Ex Machina
Ex Machina is the movie equivalent of a bully grabbing your wrist and repeatedly punching you in the face with your own hand while saying, "Stop hitting yourself." over and over again.
Quit it, Hollywood! Gawd!
And just like Biff from Back to the Future or Scut Farkus from A Christmas Story (Yeah, it's not "Scott Farkas." Blew my fucking mind, too.), Ex Machina is going to turn out to be a big, dumb, balding, pot-bellied, wife-beatin' loser. It'll get rerun on Syfy at 3:00 AM on Sundays, and only stoned high school kids and the demented elderly will be suckered by its metal-and-glass-exact production design and Samuel Morse'd twist ending into thinking it has anything meaningful to say.
Seriously, unless you're some kind of aboriginal jungle-dweller who's never come into contact with the modern world, you'll see the two "big" reveals as well as the "surprise" ending coming a parsec away.
Nathan (Oscar "I'm an ACTOR" Isaac), the billionaire inventor of the equivalent of Google, lives in an enormous house-of-tomorrow/research facility about 500 miles past BFE. He's created what could be the first truly artificially intelligent creature, Ava (Alicia "Swiss Miss" Vikander), which, of course, looks like a geek's uber-fuckable wet dream. Nathan helicopters one of his employees, Caleb (Domhnall "Bill Weasley" Gleeson), out for a week so that Caleb can perform a modified Turing Test on Ava to prove whether she is truly AI and not merely faking her experiential orgasms, so to speak.

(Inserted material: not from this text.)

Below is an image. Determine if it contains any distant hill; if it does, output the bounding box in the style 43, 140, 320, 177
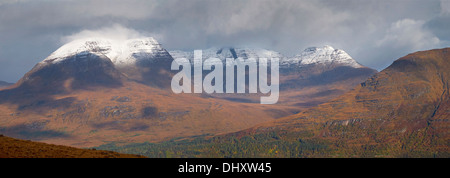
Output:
0, 81, 13, 88
0, 37, 376, 148
99, 48, 450, 158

Hilarity does not ensue. Nor does the provocation of thought, the inspiration of wonder or much by way of anything in the same fucking phylum as entertainment. And the plot's got more loopholes than an afghan.
Like Nathan, Ex Machina thinks it's the smartest thing in the room. It name checks Kurzweil and his Singularity, Oppenheimer and his "destroyer of worlds" quote, Prometheus and Pollock in an effort to impress its likely dozing audience. The problem is that it's actually as deep as a shot glass and as complex as the brain-teasers in Highlights magazine.
It not only acts like Asimov never came down from the technological mount and delivered the Three Laws of Robotics to mankind, it expects us to believe its genius inventor is such a dipshit that he wouldn't have come up with something similar on the way to creating the first walking, talking, squirting sex bot.
Given how much of the Interwebs are dedicated to porn, at least Ex Machina gets one thing right. The first question guys ask about any new discovery is always some form of "Can I fuck it?" It's as clear as Ava's see through torso why Vikander and not, say, Rebel Wilson got the part.
But even Vikander's circuit-melting hotness can't save Ex Machina from its own logic errors and more-obvious-than-forehead-nipples ending.
Error: Inverted 58008. Climax not found.